Wall Street Tackles the Mystery of the Good/Bad Thing

 

In one of the best movies ever made, Egon Spengler explains to his fellow Ghostbusters that they should not cross the streams when they’re shooting ghosts with those laser-fire-type things they carry on their backs.

 

Peter Venkman wonders: Why?

 

“It would be bad,” Spengler replies.

 

“OK, I’m a little fuzzy on this whole good/bad thing,” Venkman confesses. But once Spengler launches into an explanation of proton reversal or some such thing, Venkman wisely concludes that he really doesn’t need the details.

 

“That’s bad,” Venkman confirms, and with his summation indeed affirmed, the ghostbusting moves forward.

 

These guys would get along fabulously on Wall Street, where no one can keep straight what’s good and what’s bad. As the week of Jan. 22 concluded, stocks were down because of bad news. What bad news? Interest rates aren’t going to be cut, as had been previously expected.

 

Oh no! Why’s this?

 

Because the economy is growing faster than “previously thought.” (Do these people ever just wait and see?) The GDP is growing. Home sales are up. Orders on big-ticket manufacturing goods rose, especially for commercial aircraft. Earnings are good pretty much everywhere if your company isn’t named Ford.

 

Great news!

 

No! Horrible news! If the economy is good on its own, the Fed doesn’t need to cut interest rates, and if interest rates aren’t cut, investors are sad.
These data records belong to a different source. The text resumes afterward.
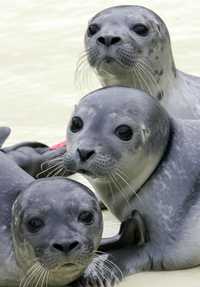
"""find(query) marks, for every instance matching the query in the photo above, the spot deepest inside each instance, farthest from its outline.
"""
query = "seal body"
(130, 46)
(12, 181)
(50, 228)
(36, 158)
(139, 158)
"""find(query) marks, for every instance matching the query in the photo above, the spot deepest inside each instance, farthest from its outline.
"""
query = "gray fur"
(58, 202)
(36, 158)
(156, 173)
(143, 62)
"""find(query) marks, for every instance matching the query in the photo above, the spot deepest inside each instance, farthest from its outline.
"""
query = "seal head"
(112, 130)
(56, 231)
(130, 46)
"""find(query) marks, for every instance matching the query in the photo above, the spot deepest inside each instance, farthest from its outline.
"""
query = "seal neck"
(153, 77)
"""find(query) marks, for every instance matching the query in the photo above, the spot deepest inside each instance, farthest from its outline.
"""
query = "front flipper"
(132, 232)
(4, 134)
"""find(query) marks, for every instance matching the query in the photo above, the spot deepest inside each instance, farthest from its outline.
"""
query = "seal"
(4, 134)
(137, 157)
(130, 46)
(50, 229)
(56, 228)
(36, 158)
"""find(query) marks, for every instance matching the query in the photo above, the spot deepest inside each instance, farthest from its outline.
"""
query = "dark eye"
(124, 132)
(140, 29)
(86, 217)
(35, 224)
(76, 124)
(92, 29)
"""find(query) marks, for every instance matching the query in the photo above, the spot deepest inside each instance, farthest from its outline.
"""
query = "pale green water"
(40, 42)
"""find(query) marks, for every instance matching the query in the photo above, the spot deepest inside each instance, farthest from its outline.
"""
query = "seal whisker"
(47, 279)
(145, 84)
(30, 275)
(52, 172)
(44, 278)
(59, 158)
(40, 277)
(108, 267)
(147, 72)
(82, 68)
(58, 172)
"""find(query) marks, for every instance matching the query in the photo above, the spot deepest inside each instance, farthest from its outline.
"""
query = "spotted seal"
(130, 46)
(53, 237)
(137, 157)
(56, 228)
(36, 158)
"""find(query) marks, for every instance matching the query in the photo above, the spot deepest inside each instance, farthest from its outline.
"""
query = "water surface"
(40, 42)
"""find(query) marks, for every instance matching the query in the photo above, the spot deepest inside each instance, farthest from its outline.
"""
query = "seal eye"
(124, 132)
(76, 124)
(35, 224)
(140, 29)
(92, 29)
(86, 217)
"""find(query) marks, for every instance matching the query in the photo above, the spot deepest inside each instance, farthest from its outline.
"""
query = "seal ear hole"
(76, 124)
(35, 224)
(92, 29)
(145, 134)
(140, 29)
(124, 132)
(86, 217)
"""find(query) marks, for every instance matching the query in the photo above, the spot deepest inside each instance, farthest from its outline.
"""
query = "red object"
(59, 145)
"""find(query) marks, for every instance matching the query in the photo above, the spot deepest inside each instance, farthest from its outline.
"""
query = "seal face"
(113, 130)
(150, 163)
(56, 232)
(130, 46)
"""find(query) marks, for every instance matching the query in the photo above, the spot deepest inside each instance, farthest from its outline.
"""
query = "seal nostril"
(108, 40)
(85, 154)
(101, 40)
(115, 40)
(73, 245)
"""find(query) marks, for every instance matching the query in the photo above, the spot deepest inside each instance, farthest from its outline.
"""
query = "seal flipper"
(4, 134)
(132, 231)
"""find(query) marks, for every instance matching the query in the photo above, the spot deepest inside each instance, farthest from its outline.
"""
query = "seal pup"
(130, 46)
(56, 228)
(36, 158)
(137, 157)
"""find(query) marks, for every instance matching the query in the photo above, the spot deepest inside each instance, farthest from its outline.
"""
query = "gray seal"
(137, 157)
(130, 46)
(36, 158)
(56, 228)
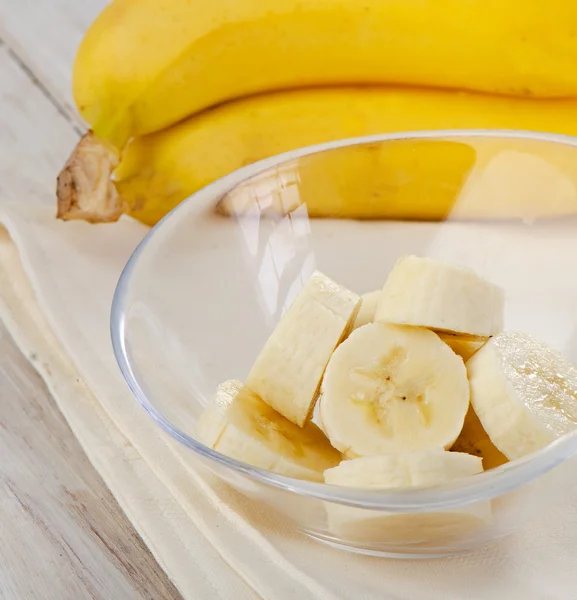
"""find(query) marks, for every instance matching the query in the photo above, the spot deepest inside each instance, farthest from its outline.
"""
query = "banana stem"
(84, 189)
So sad, that the Dow Jones industrial average fell 58.80, or 0.47 percent, to 12,453.76. The Standard & Poor's 500 index was down 5.15, or 0.36 percent, at 1,418.75, and the Nasdaq composite index fell 2.58, or 0.11 percent, to 2,431.66.

 

Remember those people who always tell you that investing is a long-term proposition that will succeed or fail based on the strength and viability of the companies in whom you invest? Well, the people on Wall Street don’t. Manufacturing orders up? Home sales up? Economic growth rocketing along?

 

Find me a ledge from which to leap!

 

Oh, and it gets worse. When the economy is growing really fast, the Fed starts getting nervous about inflation, and that’s when they usually raise interest rates. How is Mr. Wall Street going to deal with that?

 

Investing is a fairly simple proposition, unless you’re a professional investor. Because you, my friend, get paid to overthink everything. Manufacturing orders up? Is that good? I can’t decide! If I say it’s obviously good, like everyone else thinks, then what does anyone need an expert like me for? I have to explain to the masses that it’s really troubling!

 

If investors want to jump in and out of investments based on their inability to determine whether the day’s economic news is good or bad, fine by me. But maybe the rest of us should stop looking at movement in the markets as an indication of anything meaningful about the economy. Movement in the financial markets is driven by investment professionals, who know nothing about investing and even less about economics.

 

So how did they get there? Well, isn’t it obvious? No one would hire them to actually run a company. They don’t even know if orders are good or bad. They have to work somewhere. So have them stand around in New York throwing pieces of paper back and forth. They really can’t hurt anything doing that, and it doesn’t require them to understand anything. Which is good, because they don’t.